A falta de modernização prejudica a movimentação de cargas acondicionadas e de bens de maior tecnologia no terminal sergipano. A movimentação de contêineres voltados ao comércio iniciou em setembro de 2017, pois até então havia apenas o transporte acondicionado de alguns alimentos e produtos destinados aos trabalhadores das plataformas de petróleo e gás natural localizadas no litoral do estado (abastecimento).

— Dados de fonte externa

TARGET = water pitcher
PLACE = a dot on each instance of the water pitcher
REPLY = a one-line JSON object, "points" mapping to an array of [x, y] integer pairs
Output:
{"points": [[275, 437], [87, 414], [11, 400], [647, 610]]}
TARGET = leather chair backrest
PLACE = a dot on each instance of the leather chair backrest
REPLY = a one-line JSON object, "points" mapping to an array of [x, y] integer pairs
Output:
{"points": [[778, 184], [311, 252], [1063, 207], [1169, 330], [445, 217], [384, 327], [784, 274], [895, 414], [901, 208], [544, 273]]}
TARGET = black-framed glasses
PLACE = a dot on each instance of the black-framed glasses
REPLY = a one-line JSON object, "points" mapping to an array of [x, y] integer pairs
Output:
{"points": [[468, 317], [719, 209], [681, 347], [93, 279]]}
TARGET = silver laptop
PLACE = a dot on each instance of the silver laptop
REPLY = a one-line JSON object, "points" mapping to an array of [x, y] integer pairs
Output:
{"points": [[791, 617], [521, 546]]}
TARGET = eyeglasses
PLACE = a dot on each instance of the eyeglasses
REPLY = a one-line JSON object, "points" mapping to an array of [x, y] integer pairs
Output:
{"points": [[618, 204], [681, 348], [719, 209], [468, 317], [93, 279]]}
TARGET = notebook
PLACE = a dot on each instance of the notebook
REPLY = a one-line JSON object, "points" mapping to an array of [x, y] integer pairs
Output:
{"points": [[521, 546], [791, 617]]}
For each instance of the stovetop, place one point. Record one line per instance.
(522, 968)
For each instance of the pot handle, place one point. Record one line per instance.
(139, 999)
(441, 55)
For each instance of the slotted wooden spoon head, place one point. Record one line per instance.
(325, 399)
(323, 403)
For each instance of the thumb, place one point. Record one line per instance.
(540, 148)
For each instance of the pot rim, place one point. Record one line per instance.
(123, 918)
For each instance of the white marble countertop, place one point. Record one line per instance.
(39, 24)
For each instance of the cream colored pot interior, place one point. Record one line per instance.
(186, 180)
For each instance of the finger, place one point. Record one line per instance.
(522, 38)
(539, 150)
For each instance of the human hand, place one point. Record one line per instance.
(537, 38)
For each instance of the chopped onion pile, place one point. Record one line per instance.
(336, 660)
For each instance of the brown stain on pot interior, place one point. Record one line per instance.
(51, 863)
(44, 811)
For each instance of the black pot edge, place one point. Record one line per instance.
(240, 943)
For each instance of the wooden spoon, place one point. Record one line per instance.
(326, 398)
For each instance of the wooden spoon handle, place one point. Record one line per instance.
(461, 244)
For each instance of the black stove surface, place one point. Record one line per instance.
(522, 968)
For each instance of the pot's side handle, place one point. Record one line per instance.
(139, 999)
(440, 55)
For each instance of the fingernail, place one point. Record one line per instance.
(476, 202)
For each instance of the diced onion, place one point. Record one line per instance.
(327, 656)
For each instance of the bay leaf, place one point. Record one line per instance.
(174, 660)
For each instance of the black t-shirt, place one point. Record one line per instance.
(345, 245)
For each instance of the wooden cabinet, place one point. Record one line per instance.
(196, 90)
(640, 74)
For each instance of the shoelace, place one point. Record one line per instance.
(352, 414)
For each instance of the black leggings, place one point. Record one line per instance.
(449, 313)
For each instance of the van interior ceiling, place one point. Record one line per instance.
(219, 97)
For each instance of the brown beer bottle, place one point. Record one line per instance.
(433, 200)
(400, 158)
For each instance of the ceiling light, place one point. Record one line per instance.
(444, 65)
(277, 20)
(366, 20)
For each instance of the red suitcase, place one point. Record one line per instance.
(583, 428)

Apesar de Sergipe não possuir uma atividade industrial diversificada e apresentar um mercado consumidor reduzido, é relevante fomentar as atividades marítimas no estado, visto que influencia o efeito multiplicador interno, a demanda efetiva, os empregos e a renda regionalmente.

 

O TMIB não recebeu inversões do governo federal no Programa de Aceleração do Crescimento (PAC). A falta de investimentos setoriais por parte do Estado e da iniciativa privada (modelo de concessão equivocado) prejudica sua expansão e a incorporação de novas tecnologias.

 

Diversos gargalos prejudicam o setor portuário de Sergipe, como a excessiva burocracia, a falta de ligação ferroviária eficiente ao TMIB, o modelo neoliberal de concessão, a falta de investimentos públicos e privados, a necessidade de dragagem para aprofundamento do canal de navegação e da área de atracação dos navios, a reduzida incorporação de tecnologias (portêineres, transtêineres, Ship Loaders, softwares etc.), a inexistência de um plano estratégico para fomentar o setor no estado, entre outros.

 

O desenvolvimento do setor portuário de Sergipe depende de vários fatores, quais sejam: presença do Estado como agente planejador e indutor, aumentar as inversões públicas e privadas, impulsionar a modernização tecnológica, realizar adequadas concessões de serviços públicos à iniciativa privada, estimular o carreamento de recursos ociosos ao setor (antiocioso), expandir os financiamentos, assegurar reserva de mercado para a utilização de navios e embarcações construídos no país, diminuir os afretamentos de navios estrangeiros, reduzir a burocracia e expansão da multimodalidade/intermodalidade.